Housed in the former bus depot at 500 W. Main St., the Museum of Durham History is, like history, a work in progress. In addition to hosting events, the museum has a dynamic website with videos of Durham residents telling personal narratives; for example, Kelly Bryant’s memories of Black Wall Street are wonderful to hear in his voice.
The website also contains a Guide to Durham Street and School Names, including a section on the city’s 28 “Ghost Streets”thoroughfares, alleys and stubs that have been demolished, paved over or built upon.
Here are a few selections:
The construction of the Durham Freeway (Highway 147) made driving to Raleigh easier, but it destroyed the historically African-American Hayti neighborhood. Among the many streets that were eliminated for the highway: Branch Place ran from East Pettigrew Street, near Hendrick Chevrolet, southwest into a section of Hayti called “Mexico,” which, according to the museum website, was a “rough and dangerous place.” Mexico is now the Heritage Square Shopping Center, which was also built over a two-block street, Chess Place. Henry Street/Alley was also in that area.
Cozart Street, named after an African-American landowner, vanished in the wake of the freeway. It extended from Fayetteville and Pettigrew streets southwest to Morehead, where an exit ramp is now. A dead end, Coleman Alley ran north-south and is now buried between exits 11 and 12A of the freeway, as is Husband Alley.
Farther west, a shortcut from the Durham Transportation Center and the nearby American Tobacco Campus parking garage to the back of the Beyu Caffe and Toast is up several weedy, wooden and sometimes slippery steps and over the railroad tracks. Well, if a railroad official ever calls you out for trespassing on those steps and tracks, tell him you’re using Carr Street, which back in the tobacco factory days was the route for workers headed north to downtown.

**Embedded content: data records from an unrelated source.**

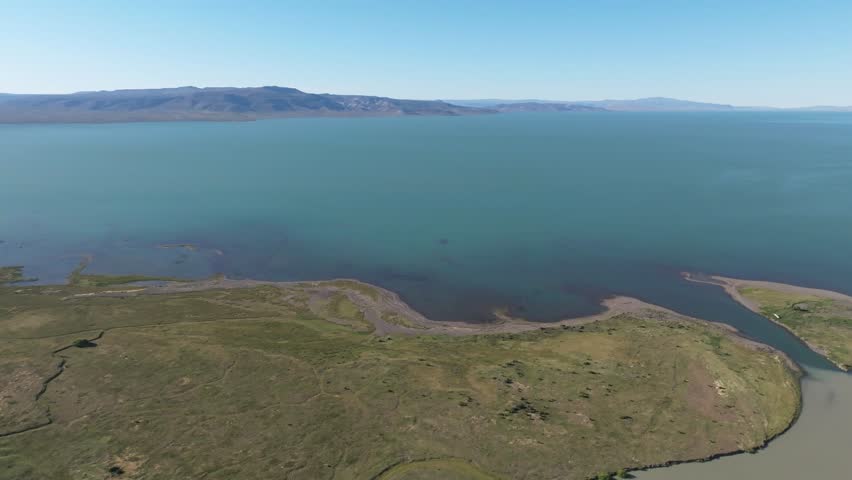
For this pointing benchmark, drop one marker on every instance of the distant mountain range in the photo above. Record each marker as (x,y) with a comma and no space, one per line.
(221,104)
(652,104)
(236,104)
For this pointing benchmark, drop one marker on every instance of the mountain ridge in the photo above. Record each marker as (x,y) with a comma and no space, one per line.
(211,103)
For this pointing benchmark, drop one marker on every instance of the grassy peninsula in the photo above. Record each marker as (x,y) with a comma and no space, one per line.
(821,318)
(224,379)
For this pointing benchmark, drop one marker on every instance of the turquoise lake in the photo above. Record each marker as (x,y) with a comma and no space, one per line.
(543,213)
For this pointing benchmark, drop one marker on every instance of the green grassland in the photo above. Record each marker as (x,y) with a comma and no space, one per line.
(259,383)
(824,323)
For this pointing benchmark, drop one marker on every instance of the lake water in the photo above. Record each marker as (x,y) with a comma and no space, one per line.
(542,213)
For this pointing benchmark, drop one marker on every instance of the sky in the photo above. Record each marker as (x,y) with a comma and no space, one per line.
(744,52)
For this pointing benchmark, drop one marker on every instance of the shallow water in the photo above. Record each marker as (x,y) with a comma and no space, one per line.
(545,213)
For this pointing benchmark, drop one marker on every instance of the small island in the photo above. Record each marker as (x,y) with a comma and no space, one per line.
(820,318)
(220,378)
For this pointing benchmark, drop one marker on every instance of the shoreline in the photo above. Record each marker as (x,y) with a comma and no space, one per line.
(373,298)
(730,285)
(505,324)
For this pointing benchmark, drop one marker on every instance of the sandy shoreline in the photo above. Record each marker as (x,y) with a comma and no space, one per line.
(732,285)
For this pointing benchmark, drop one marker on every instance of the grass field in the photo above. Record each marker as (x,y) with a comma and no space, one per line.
(824,323)
(281,382)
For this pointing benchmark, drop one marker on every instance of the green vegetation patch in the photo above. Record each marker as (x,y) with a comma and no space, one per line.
(824,323)
(250,384)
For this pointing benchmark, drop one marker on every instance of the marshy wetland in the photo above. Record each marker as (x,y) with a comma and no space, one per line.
(218,379)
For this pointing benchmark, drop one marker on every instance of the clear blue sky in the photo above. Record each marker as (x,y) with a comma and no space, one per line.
(747,52)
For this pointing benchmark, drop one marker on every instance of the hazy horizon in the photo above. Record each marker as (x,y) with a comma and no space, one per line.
(781,54)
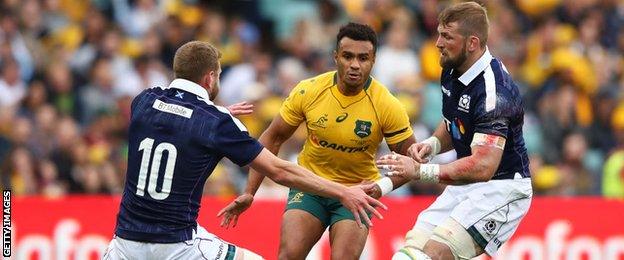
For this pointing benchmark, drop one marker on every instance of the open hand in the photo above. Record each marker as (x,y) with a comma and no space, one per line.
(232,211)
(398,165)
(356,200)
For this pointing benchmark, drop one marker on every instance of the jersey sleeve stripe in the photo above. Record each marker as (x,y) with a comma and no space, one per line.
(490,89)
(395,133)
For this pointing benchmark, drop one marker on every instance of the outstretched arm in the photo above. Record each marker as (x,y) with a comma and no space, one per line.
(295,176)
(278,132)
(478,167)
(439,142)
(383,186)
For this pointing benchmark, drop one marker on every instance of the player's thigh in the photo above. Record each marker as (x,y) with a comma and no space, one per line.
(205,245)
(114,251)
(303,223)
(299,233)
(492,211)
(347,239)
(438,211)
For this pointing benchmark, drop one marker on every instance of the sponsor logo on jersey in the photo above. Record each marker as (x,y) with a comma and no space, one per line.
(362,128)
(457,128)
(342,117)
(297,198)
(490,227)
(446,91)
(172,108)
(464,103)
(320,122)
(337,147)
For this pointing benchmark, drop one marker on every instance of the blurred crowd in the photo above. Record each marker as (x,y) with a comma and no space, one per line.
(70,68)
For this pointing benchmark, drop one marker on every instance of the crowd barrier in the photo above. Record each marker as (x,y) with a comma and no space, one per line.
(80,227)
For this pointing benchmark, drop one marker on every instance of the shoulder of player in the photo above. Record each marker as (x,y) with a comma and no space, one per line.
(219,113)
(380,93)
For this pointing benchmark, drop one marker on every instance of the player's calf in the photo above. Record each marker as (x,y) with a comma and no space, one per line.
(450,240)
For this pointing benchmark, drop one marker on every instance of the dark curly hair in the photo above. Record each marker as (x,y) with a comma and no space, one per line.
(358,32)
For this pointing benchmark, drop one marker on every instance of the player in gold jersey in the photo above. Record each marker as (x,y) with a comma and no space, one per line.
(347,114)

If those pleas fail and you wind up in the Durham County Jail, console yourself with the thought that at least you’re not Cora Street, which is beneath the lockup.
For those of you sitting in Sections 105–119 at the Durham Bulls Athletic Park, you’re sitting on history: Matthews Street ran under your feet, parallel to what is now Blackwell, nearly to Lakewood, just shy of the BP gas station that seems to specialize in 40-ouncers.
Matthews intersected with Tatum Place, just one block long, which ran east-to-west approximately where the left-field warning track is now.